Miss Lilly's Kitchen

Some of the city's best pastries have found a permanent home on King Street.
Melanie Colwell
March 26, 2018

Overview

When it comes to baked goods, everyone has a preference: hot, cold, sweet, savoury, traditional recipes or experimental flavours. Thankfully, Miss Lilly's Kitchen has you covered on all fronts. Located at the south end of King Street, Newtown — a section of the strip somewhat lacking in decent daytime fare — Miss Lilly's is a bakery that aims to please. And it's doing so via hearty, wholesome pastries.

Following a few successful years as a market stall and wholesale business, Miss Lilly's has expanded into a permanent retail space. Owner and master baker Stuart Masters is treating this new venture as a "cellar door for pies".

After building a career in fine dining, Masters became disenchanted by the culinary shift towards intricacy ("chefs swapping knives for tweezers") and long hours away from family. He wanted to get back to basics. Or, as the bakery's tagline on the window states, "no nonsense cookery". This ethos was inherited from his grandmother, whom Miss Lilly's is named after. "I kind of grew up on her kitchen bench," Masters says. When he was setting up the business, he thought about who he wanted to be like. "She was my food hero," he explains.

This no-nonsense approach is evident in the menu. It's a simple affair of sweet and savoury pies, sausage rolls, toasties and cakes. Flavours rotate regularly and feature a blend of old and new. Masters uses his gran's pastry method but relies on spelt flour — a personal preference — and dabbles in sugar-free and vegan recipes. The kale and feta sausage roll is by far the biggest savoury seller. Customers can pair house-made kombucha with a classic chicken and leek pie (a refined version of gran's recipe) or a sour cherry pie.

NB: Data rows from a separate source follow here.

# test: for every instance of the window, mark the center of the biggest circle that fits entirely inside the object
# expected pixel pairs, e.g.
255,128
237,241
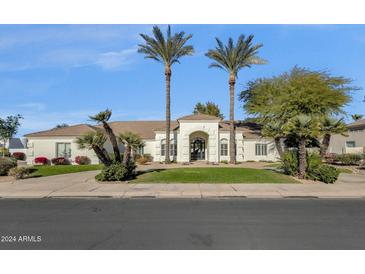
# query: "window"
173,148
350,144
140,150
261,149
224,147
163,147
63,150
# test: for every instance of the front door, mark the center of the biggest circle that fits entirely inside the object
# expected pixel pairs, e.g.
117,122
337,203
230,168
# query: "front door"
197,149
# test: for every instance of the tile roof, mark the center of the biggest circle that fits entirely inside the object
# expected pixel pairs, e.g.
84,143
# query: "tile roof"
199,116
75,130
146,129
359,123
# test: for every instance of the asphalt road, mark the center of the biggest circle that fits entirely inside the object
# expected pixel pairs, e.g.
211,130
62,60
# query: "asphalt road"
182,224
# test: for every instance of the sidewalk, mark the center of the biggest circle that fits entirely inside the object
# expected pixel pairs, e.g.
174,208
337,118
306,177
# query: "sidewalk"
83,185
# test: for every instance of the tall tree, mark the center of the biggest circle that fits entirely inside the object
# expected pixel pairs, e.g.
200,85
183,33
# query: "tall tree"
168,51
300,93
356,117
208,108
95,141
305,127
274,130
103,118
329,126
131,143
8,128
232,58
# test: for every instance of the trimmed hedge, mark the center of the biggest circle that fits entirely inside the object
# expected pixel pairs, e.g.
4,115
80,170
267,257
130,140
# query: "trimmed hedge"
6,164
117,172
60,161
316,170
19,156
82,160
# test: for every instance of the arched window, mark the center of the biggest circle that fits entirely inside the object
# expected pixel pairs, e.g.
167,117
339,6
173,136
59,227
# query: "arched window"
163,147
173,147
224,147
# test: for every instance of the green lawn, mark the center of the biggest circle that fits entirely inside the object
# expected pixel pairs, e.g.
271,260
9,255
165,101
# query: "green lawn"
42,171
220,175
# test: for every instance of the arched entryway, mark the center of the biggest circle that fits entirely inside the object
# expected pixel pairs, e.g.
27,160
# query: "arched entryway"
198,146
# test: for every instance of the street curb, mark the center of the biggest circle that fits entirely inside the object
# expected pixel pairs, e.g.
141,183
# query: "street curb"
156,197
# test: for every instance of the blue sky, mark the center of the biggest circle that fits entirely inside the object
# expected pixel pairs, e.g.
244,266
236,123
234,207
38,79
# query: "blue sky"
55,74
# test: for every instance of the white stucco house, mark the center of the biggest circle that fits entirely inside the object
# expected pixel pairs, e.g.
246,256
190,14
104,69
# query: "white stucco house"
196,137
353,143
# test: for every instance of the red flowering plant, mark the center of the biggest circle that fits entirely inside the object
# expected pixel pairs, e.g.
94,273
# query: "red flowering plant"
41,160
60,161
82,160
19,156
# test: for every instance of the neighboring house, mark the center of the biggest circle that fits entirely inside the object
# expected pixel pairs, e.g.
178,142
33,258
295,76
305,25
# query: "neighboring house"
16,145
196,137
354,143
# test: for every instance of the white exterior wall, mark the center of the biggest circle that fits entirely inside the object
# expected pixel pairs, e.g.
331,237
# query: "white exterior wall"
157,146
338,142
47,147
249,147
186,128
149,147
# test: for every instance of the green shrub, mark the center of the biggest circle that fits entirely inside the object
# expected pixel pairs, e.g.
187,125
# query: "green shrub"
82,160
148,157
142,160
117,172
19,172
289,162
4,152
6,164
348,159
313,161
325,173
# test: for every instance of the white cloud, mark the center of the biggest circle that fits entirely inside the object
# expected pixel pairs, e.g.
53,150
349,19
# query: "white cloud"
33,106
115,59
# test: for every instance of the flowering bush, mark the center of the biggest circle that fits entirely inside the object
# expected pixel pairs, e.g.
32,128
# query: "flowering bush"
19,156
41,160
82,160
6,164
60,161
330,158
20,172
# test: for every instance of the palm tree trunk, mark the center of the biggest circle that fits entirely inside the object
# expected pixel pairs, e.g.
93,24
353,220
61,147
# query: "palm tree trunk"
113,141
302,158
168,114
102,156
232,141
325,144
279,147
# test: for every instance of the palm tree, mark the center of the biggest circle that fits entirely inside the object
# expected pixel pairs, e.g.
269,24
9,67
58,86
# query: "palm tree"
356,117
305,127
168,51
131,143
275,130
232,58
208,108
330,126
103,118
95,141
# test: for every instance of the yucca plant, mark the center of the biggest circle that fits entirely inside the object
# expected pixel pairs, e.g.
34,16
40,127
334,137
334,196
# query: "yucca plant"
131,143
95,141
103,118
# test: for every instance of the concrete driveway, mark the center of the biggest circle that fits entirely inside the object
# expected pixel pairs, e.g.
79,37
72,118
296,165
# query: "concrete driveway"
83,184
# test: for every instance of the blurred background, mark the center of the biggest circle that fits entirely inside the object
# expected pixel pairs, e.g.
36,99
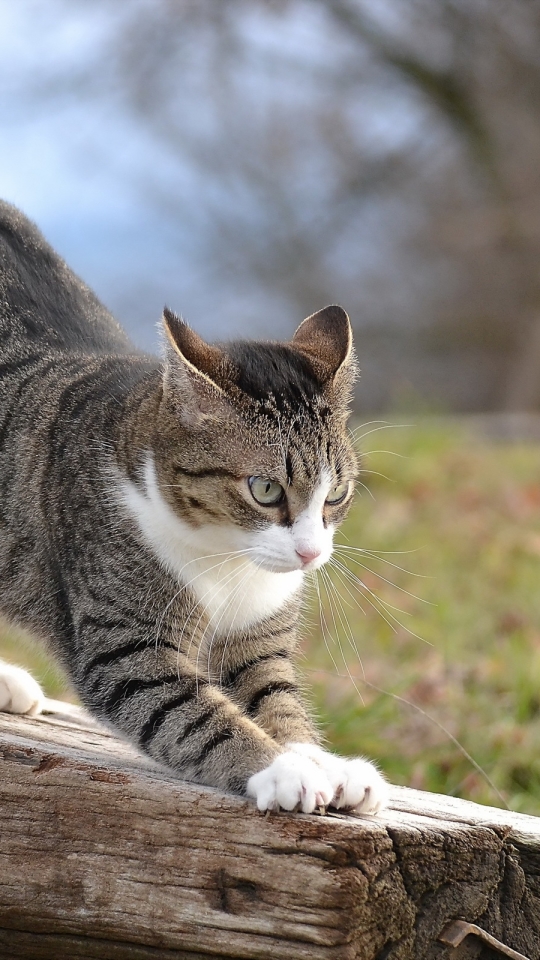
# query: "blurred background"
247,163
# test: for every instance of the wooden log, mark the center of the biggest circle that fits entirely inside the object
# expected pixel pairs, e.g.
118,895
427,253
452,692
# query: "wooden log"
105,855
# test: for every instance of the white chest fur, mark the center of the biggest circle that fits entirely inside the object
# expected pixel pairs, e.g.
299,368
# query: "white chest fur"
213,562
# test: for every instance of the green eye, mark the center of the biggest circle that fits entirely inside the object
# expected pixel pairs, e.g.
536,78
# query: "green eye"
339,493
266,492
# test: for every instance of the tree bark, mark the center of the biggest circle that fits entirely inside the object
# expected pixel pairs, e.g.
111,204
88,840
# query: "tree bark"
105,855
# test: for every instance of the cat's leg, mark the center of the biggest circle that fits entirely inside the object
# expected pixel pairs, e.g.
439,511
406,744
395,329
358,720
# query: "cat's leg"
267,690
19,692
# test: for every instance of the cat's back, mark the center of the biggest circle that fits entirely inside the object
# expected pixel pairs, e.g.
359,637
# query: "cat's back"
44,306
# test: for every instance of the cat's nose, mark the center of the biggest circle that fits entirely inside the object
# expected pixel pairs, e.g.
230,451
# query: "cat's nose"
307,554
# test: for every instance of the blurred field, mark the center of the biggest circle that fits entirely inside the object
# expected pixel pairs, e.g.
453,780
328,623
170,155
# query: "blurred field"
468,652
464,518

The store's design builds on this old-meets-new approach. Faded vintage tiles (a legacy from the space's former life as a grocery), partially-exposed brick walls and a bookshelf filled with well-loved cookbooks merge with modern splashes of yellow paint, retro globe lighting and pale wood.

During our visit, there was a steady flow of customers, lured inside by the intoxicating buttery scent. Some sat in and some took their treats away. One man comes in simply to thank Masters for the "incredible chocolate caramel tart" he had purchased that morning. "That's what I want," Masters admits afterwards. "I want people coming in to say hi even if they don't buy anything. I want people coming in twice a day…. For me, it's all about community."

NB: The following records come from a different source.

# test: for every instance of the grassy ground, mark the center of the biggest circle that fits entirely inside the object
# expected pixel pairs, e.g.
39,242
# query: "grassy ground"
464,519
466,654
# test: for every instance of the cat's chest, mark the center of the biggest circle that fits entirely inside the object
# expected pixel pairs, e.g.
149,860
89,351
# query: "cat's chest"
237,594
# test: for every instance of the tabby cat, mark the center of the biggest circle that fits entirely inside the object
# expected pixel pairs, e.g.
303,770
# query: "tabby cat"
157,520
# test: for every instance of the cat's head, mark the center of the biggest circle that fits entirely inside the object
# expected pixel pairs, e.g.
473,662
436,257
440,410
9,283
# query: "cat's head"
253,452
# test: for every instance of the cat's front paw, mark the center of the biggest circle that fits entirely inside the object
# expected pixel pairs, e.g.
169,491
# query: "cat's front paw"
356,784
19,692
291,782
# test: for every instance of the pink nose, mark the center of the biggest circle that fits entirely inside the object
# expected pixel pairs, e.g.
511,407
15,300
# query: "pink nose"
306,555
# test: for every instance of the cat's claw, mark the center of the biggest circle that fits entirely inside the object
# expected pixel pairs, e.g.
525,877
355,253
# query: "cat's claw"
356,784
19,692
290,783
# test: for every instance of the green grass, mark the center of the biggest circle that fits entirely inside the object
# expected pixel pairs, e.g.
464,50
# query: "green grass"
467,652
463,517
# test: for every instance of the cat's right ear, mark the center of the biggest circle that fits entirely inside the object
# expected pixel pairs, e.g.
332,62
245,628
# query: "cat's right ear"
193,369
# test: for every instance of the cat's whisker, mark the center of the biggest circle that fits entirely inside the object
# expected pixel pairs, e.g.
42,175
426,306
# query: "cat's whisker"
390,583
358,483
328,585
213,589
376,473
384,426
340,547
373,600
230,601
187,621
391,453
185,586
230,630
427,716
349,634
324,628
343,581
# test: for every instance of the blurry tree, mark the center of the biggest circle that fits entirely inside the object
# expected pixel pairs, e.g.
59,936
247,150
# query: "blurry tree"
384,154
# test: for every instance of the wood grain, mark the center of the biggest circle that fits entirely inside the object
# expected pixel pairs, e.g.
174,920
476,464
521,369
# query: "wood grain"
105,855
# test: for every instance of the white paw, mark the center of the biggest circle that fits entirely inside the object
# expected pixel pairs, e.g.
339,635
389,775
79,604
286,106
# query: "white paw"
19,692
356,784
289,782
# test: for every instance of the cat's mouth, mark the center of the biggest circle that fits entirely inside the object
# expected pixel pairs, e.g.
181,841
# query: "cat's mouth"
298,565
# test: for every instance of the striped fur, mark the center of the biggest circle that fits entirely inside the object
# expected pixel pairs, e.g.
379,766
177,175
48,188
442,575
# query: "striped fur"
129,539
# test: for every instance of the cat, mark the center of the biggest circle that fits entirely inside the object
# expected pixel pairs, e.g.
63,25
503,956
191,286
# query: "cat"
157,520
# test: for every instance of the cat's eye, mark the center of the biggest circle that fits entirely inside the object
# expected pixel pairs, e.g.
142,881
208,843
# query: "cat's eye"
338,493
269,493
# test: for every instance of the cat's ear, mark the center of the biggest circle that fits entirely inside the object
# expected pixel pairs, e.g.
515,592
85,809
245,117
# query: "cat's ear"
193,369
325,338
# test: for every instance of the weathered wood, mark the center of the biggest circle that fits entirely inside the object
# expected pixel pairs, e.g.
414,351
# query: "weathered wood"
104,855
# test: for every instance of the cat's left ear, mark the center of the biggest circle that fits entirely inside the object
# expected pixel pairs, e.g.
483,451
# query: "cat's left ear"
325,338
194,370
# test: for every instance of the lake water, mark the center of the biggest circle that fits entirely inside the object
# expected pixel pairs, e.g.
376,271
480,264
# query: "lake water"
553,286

An inner west local for over two decades, Masters uses produce from the local community in his creations. Fresh produce comes from a Marrickville grocer, soft drinks and juices are by Parker's in Alexandria and the coffee is by Enmore's Black Market Roasters. And for the old favourite beef, ale and mushroom pie, Masters looks to Young Henrys. The end result is a welcoming local bakery filled with reliably tasty treats.